This bill establishes grants for food hubs to increase market access for socially disadvantaged farmers, creates a tax credit to support food hub purchases, mandates civil rights accountability for USDA employees, shifts the burden of proof in appeals, and creates an independent Office of the Civil Rights Ombudsperson.
David Scott
Representative
GA-13
The Black Farmers and Socially Disadvantaged Farmers Increased Market Share Act establishes a new grant program to help food hubs increase market access for socially disadvantaged farmers and ranchers. The bill also introduces an "Agriculture Hub Credit" tax incentive to encourage related spending. Furthermore, it strengthens civil rights accountability for USDA employees, grants new equitable relief powers to the Assistant Secretary for Civil Rights, shifts the burden of proof in agency appeals, and creates an independent Office of the Civil Rights Ombudsperson.
This bill, officially called the Black Farmers and Socially Disadvantaged Farmers Increased Market Share Act, is a two-part effort: it injects significant funding into agricultural infrastructure designed to support socially disadvantaged farmers and simultaneously overhauls how the USDA handles civil rights complaints and accountability.
It starts by authorizing $100 million for fiscal year 2026 to create a new competitive grant program for food hubs. These grants are specifically aimed at entities that will either start new food hubs or expand existing ones, provided they increase market access for socially disadvantaged farmers and ranchers. Eligible entities could be producer groups where at least half of the members fit the criteria, or non-profits and Tribal organizations with relevant experience. The money can be used for everything from buying land and equipment to covering operating costs for up to five years, and recipients won't need to put up matching funds (Sec. 2).
Think of a food hub as the middleman who makes life easier for small producers.
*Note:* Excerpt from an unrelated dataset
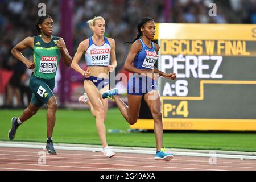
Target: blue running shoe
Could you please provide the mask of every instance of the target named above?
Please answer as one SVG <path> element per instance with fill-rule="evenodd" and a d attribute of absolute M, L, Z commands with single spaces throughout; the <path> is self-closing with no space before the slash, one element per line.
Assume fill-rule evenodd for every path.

Instead of a farmer with a few acres having to drive all over town trying to sell their produce, they can drop it off at the hub, which handles the processing, storage, marketing, and distribution to bigger buyers like grocery stores or institutions. This grant program is designed to build that infrastructure where it’s currently lacking, giving these farmers a reliable, high-volume path to market.
Crucially, the bill requires the USDA to prioritize purchasing products from these socially disadvantaged farmers—including those using the new food hubs—when buying food for federal domestic assistance programs, like school lunches. This means more reliable, large-scale contracts for these producers. To make this happen, the Secretary of Agriculture is allowed to waive certain federal contracting rules, like full and open competition, if those rules are acting as a roadblock. While this waiver authority is intended to lower barriers for small farmers, the Secretary must report any such waiver to Congress within 10 days, ensuring there’s a check on how often and why standard procurement rules are bypassed (Sec. 2).
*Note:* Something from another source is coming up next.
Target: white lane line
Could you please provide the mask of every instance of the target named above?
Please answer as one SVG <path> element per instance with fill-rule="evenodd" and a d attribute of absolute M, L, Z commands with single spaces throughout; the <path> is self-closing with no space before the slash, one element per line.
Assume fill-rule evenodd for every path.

Section 3 introduces a brand-new tax incentive: the Agriculture Hub Credit. Taxpayers can claim a credit equal to 25% of their “qualified food hub expenses.” Qualified expenses are defined as purchases of agricultural food products from a food hub that was developed or expanded under the new grant program, provided the contract is certified by the Secretary of Agriculture. Essentially, if you’re a business or institution buying from one of these grant-supported hubs, you get a quarter of that expense back as a tax credit. This is a direct financial nudge to encourage buyers to source their products from these specific hubs, bolstering the demand side of the equation. The credit starts applying to tax years beginning after December 31, 2025, and ends when the grant program is officially complete.
Beyond the grants and tax credits, the bill focuses heavily on accountability within the Department of Agriculture. Section 4 mandates that if a USDA employee is found to have engaged in civil rights misconduct—including discrimination, harassment, or intentionally delaying services—they must face corrective action. This isn't just a slap on the wrist; disciplinary actions can range from a formal reprimand all the way up to removal from federal service. This provision is designed to ensure that the staff administering USDA programs treat all applicants fairly and face real consequences if they don't.
Furthermore, Section 6 shifts the burden of proof in National Appeals Division hearings. If a farmer appeals an adverse decision made by the USDA, the agency that made the original decision now has to prove to the appeals board, using substantial evidence, that their decision was correct. Before this change, the farmer often had the heavy lift of proving the agency was wrong. This change significantly improves due process for farmers challenging agency decisions.
Finally, the bill establishes a new, independent Office of the Civil Rights Ombudsperson within the USDA. This Office must be set up within 120 days and led by a senior official with experience in civil rights enforcement. The Ombudsperson’s main job is to help farmers and producers navigate the complex civil rights review and appeal process, acting as a guide and advocate. Crucially, this Office is required to be independent of other USDA agencies and can access departmental records to carry out its functions (Sec. 7).
Section 5 also empowers the Assistant Secretary of Agriculture for Civil Rights to grant equitable relief in program complaints without needing sign-off from any other USDA official. This speeds up the process for farmers seeking fair treatment due to civil rights issues or good-faith mistakes in following program rules. Taken together, these measures create a much stronger internal mechanism for civil rights enforcement and farmer advocacy within the USDA.